I've got two halves to my life- horses and music.
I used to ride three times a week until one day over a year ago (About 1 year and 3 months) when I fell and got a concussion. I would've had to stop anyway because of money reasons.
I was blamed for a lot of things that I didn't do, so I left the barn I was at.
I can't find another barn that I'm happy with, and I'd have to pay for my lessons with my own money.
I really do miss riding, but things have changed for me.
Ever since I fell, music has taken over my life. I've gotten so much better at guitar, I've been writing more songs, and it's just become a bigger part of me than riding.
I'm dying for a new guitar, and even though it was hard, I finally made the decision- I'd rather have a new guitar than riding lessons. My logic was, I can spend $700 now and have a guitar that will last for years with minimal payments on top of that- new strings and guitar picks, or I can spend $700 over the course of 3 months and only ride that long.
I belong to another forum- a horse forum with a small group of us that left a bigger site because we were tired of the trolls. They won't get off my back about riding. They keep telling me I complain too much and I'm not trying hard enough and that I don't want it as much as I say I do.

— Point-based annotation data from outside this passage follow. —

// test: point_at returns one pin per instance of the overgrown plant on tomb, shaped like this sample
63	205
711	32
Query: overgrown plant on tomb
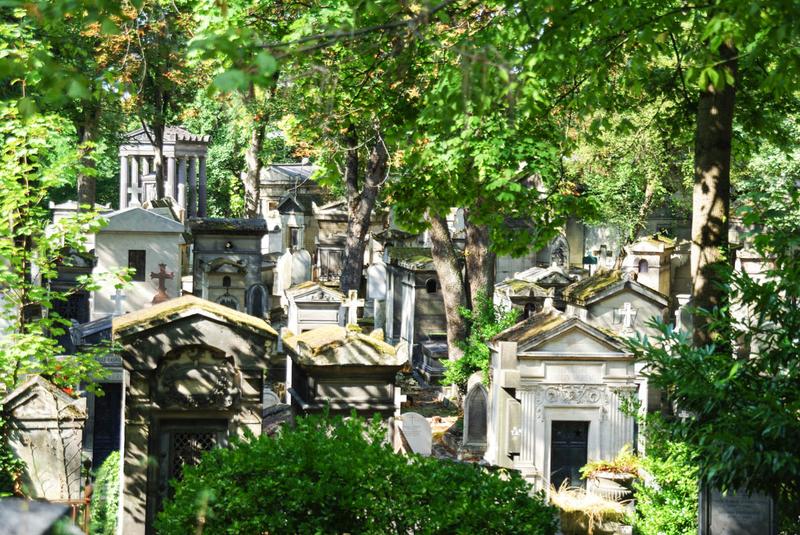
484	323
737	397
340	474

I'm so sick and tired of it.
My current FB status is "The decision has been made (Unless Pianos 'n Stuff changes my mind/I find a reasonably priced used Taylor (The preferred option))- Dean guitar, here I come. Once I find the money for you."
One of my friends from the forum commented "Lessons...? D:"
I already informed her of my decision, but she won't lay off. Only one of them understands the whole thing and gets why I'm choosing what I am. She knows I wouldn't make this decision lightly and she's supporting me because of that. She gets how hard it is for me to face what happened and she's standing behind me for this, because she knows it's up to me. She is my "mom" so I guess she should understand :P
I just don't know how to deal with it- I'm a freshman in high school. I've got athletic requirements that mean staying at school until 5-5:30. I wouldn't have time anyways on top of homework. I have to go to track meets twice a week that usually last until 7 PM because I'm managing track to fill my credit requirement for freshman year sports. Music I can fit in, but a 3 hour trip to the barn, not so much.
Please help- it's stressing me out and I just don't know what to do.